The Middle Ages were no doubt a difficult time to live in. It was a time of crusades, dark thoughts and feudalism. Kings and Queens ruled through strength and ruthlessness – dealt to both friend and foe alike. On May 29th, 1453 that all came to an end. Well maybe not over night but at least things started to change. Battles began to subside.
And a Knights place in society began to disappear.
Why did all of this happen? Because Constantinople fell to the Ottoman Empire.
With the Byzantine Empire now crushed, the Greeks that resided there since early in the Roman Empire days left, scattering across Europe. With these scholars and artists an entire new movement spread where ever the Greeks went.
A new era had begun, the Renaissance. Art became more important than battles.
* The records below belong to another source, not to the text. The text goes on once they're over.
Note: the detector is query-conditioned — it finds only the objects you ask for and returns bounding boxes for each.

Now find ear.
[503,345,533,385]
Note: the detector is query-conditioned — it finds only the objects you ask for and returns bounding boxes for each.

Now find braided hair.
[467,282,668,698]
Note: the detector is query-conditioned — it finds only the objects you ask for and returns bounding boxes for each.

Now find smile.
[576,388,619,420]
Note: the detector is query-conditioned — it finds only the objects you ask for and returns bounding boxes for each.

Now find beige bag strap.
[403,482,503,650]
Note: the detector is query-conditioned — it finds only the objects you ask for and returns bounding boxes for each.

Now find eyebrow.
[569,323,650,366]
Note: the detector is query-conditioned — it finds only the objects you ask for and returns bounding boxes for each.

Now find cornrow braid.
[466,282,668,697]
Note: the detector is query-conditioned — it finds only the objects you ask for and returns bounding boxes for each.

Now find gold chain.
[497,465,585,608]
Saving people was more valuable than slaughtering them. Education began to feed more than the feudal system ever did.
Kings and Queens still ruled nations but the people began to have a voice. It was an Age of Enlightenment that in a sense, started the world all over once again.
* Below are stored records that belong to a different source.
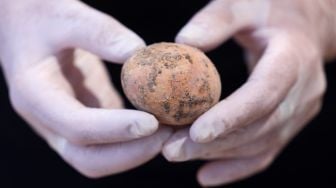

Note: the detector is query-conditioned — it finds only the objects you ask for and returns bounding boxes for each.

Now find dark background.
[1,0,335,187]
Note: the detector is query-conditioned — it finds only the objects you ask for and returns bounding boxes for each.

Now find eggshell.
[121,42,221,126]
How to celebrate: Study the Renaissance. Go to an exhibit of Renaissance art. Imagine yourself a King or Queen and trying to serve them instead of them serving you. Find a Renaissance fair to participate in.
Today is National Cordon Bleu Day. The actual original name was schnitzel cordon bleu. I always thought it was French but apparently, its Swiss. (Hence why we spell it Bleu instead of Blue.) The original version was made with veal but it has gone on to include ham and chicken. By definition it means a meat wrapped around cheese, breaded and then pan-fried or deep-fried. (For those health conscious, you can also bake it)
Here’s a recipe for Cordon Bleu for those of you that are do not have one of your own. I suppose you could use anything you want in place of the meat, as long as you put cheese in the center. There was even a recipe for fish Cordon Bleu but I passed on that one. The first time it appeared in a cook book was in the 1940’s, a veal recipe. Ham followed next in 1955 and finally chicken in 1967. (I could have sworn I had cordon bleu before 1967 but that was so long ago)
Cordon Bleu actually means “Blue Ribbon”, which is French. It came from Henry III court in France and was given to the “Highest Order of Knighthood”. Known as L’Ordres des Chevaliers du Saint-Esprit, 1578.
Some inventing chef even mixed ham and chicken together to make their Cordon Bleu, what most of us commonly know today. So I guess Chicken, Veal or Ham served up with cheese, breaded and fried is Blue Ribbon material.